Auch die größte Volkswirtschaft der PIGGS-Staaten, Italien, ist bereits das dritte Quartal hintereinander in der Rezession (- 0,5%, - 1,4%, - 2,5%) und Spanien das zweite Quartal (- 0,4%, - 1,0%).

Während diese Staaten gezwungen werden, die öffentlichen Ausgaben zu kürzen, steigt gleichzeitig die Zinslast der „Krisenstaaten“, wie auch ihre „Ratings“ und Bewertungen durch die Glaskugelleser der Börsen und Rating-Agenturen schlechter werden, was dann wieder zu neuen Pleiten, neuen Schulden führt.

Profiteur dieser Entwicklung bleibt der BRD-Imperialismus. Auch wenn die Exporte nach Portugal ( -14,3%), Spanien (-9,4%), Griechenland (- 9,2%) und Italien (-8,2%) im letzten Quartal deutlich zurück gegangen sind, gelang es dem Exportkapital, diese Verluste an anderen Märkten (Japan, USA, Russland) wieder auszugleichen. Die aktuelle Vabanque-Situation des Euro-Raumes will das BRD-Kapital möglichst lange ausnutzen - für die eigene Vormachtstellung, für die Schwächung der Konkurrenz und zur Durchsetzung der politischen-administrativen Kontrolle des Euro-Raumes gemäß den eigenen Interessen.
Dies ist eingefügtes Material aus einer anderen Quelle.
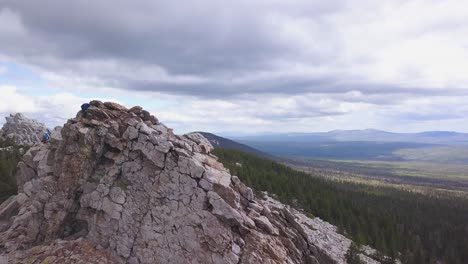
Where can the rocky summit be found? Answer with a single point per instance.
(20, 130)
(115, 185)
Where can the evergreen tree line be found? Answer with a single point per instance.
(410, 226)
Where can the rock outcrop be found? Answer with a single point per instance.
(20, 130)
(117, 186)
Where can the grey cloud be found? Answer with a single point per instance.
(211, 44)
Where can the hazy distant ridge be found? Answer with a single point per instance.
(429, 137)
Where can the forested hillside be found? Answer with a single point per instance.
(415, 227)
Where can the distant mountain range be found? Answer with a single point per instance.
(221, 142)
(371, 135)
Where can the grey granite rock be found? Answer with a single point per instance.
(117, 186)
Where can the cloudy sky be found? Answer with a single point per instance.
(241, 66)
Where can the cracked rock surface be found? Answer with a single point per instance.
(117, 186)
(20, 130)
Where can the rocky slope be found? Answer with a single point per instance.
(117, 186)
(20, 130)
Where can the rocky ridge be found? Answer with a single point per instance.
(20, 130)
(117, 186)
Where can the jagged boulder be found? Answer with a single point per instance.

Die Instrumente des ESM stellen dabei kurzfristige Maßnahmen dar, sie dienen letztlich der Aufrechterhaltung des Status quo. Die Ausbreitung und Verschärfung der Rezession im Euro-Raum bedroht letztlich aber auch den Hegemon BRD selbst. Zum einen wird ein fortschreitender Abschwung auch die Exportprofite schmälern, zum anderen droht ein verschärfter politischer Machtkampf mit den konkurrierenden imperialistischen Staaten Frankreich, Großbritannien, Italien und Spanien.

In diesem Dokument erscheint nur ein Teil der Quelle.